Dinner for Schmucks, the 2010 American version
Tim (Paul Rudd) is a financial analyst trying to earn a promotion to account manager at a well-to-do Wall Street financial firm. After impressing his boss he is invited to a monthly dinnerparty, where each invitee will bring one idiot, so all the Wall Street bros can surreptitiously mock them, with the guy who brings the biggest idiot being crowned the winner. Enter Barry (Steve Carrell), an amateur taxidermist, IRS drone and complete moron.

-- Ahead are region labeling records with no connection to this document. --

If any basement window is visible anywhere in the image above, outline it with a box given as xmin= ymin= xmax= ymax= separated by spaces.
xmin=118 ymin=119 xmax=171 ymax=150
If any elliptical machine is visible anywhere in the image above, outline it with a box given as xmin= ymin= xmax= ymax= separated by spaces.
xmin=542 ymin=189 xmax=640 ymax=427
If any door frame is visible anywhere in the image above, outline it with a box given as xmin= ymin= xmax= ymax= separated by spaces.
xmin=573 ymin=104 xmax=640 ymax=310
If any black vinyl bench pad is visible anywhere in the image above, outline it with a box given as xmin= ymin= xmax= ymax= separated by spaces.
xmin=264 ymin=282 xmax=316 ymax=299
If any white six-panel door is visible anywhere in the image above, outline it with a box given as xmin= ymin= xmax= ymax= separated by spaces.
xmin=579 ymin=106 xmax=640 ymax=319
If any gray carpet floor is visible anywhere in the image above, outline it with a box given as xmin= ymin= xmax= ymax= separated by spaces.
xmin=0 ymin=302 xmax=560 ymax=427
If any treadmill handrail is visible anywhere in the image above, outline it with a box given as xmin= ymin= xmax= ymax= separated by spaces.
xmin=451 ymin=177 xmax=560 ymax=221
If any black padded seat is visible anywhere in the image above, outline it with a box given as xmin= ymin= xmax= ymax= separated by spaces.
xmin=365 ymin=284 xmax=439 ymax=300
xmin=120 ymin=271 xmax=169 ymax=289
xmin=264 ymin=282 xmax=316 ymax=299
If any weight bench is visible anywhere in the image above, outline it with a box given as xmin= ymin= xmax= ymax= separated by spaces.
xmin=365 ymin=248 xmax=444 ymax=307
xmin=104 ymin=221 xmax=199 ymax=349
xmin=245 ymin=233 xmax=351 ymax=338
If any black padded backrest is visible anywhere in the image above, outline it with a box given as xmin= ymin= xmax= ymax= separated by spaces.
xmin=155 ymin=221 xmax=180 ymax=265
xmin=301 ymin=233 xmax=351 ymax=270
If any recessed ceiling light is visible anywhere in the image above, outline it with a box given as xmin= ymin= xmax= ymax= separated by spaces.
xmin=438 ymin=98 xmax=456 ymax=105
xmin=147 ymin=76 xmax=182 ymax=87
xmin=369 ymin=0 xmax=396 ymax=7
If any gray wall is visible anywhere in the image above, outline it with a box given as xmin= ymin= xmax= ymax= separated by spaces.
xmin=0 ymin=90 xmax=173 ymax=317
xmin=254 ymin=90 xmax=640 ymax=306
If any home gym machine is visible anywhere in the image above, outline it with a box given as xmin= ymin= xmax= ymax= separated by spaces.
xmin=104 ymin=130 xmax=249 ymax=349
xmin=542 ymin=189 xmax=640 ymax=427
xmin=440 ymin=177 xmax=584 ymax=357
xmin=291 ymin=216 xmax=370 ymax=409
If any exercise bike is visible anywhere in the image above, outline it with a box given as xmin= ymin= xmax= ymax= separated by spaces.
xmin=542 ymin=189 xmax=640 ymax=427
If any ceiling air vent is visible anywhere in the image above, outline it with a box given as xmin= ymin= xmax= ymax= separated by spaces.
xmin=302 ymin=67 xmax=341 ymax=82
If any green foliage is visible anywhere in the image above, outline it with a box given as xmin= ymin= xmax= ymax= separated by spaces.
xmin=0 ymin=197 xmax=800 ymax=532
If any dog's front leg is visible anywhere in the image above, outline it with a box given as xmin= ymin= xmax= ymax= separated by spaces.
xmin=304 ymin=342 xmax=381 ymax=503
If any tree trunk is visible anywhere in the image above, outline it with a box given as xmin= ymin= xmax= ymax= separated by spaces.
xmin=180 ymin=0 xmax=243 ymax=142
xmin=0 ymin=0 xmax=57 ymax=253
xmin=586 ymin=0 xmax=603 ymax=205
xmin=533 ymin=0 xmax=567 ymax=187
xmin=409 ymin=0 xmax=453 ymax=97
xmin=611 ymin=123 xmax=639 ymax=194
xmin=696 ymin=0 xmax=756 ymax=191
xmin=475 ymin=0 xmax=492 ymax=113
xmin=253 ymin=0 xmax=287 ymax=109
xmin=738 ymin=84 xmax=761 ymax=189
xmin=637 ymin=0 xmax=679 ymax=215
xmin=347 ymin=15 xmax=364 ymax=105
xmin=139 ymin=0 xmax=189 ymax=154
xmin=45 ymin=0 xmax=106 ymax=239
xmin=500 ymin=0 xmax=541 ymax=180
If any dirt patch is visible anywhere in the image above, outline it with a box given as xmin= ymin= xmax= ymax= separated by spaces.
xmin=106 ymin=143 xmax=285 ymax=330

To put it bluntly: Barry, through sheer stupidity, completely ruins Tim's life. And Tim, played by charming, loveable Paul Rudd, is not nearly enough of a piece of shit to deserve that. DfS is based off a French film, Le Diner de Cons, and in that film (or based what I read on the WIkipedia article), the commensurate Tim, Pierre, is a tax cheating philanderer who regularly attends these dinners not because he's desperate to get ahead, but because he's a pos who enjoys humiliating his supposed lessers. These are smoothed out in the American remake because why? I don't know. It just makes this movie a cringefest as Barry ruins this handsome everyman's life. In the original I imagine part of the point is a cheating businessman's hubris in thinking it was a good idea to try and humiliate a member of the government bureau that polices men like him. Pierre has lost sight that the fool is both a tornado of destruction who brings nothing but ruin, but also someone who holds real, legitimate power over him: in the American remake this is invested in Zach Galifanakis' character (the best part of the movie) and its payoff is him shouting that he'll audit everyone as he leaves the eponymous dinner- and the movie altogether- embarrassed. The irony that Wall Street financial execs have made an enemy of a vindictive IRS drone is instead "and then their house burned down."
Anyway the movie is painfully unfunny and possibly a remnant of a time when all you had to do to get an audience to hate someone was to show they were a competent Wall Street bro, the film came out in 2010 after all. Unfunny and cringe. Do not recommend.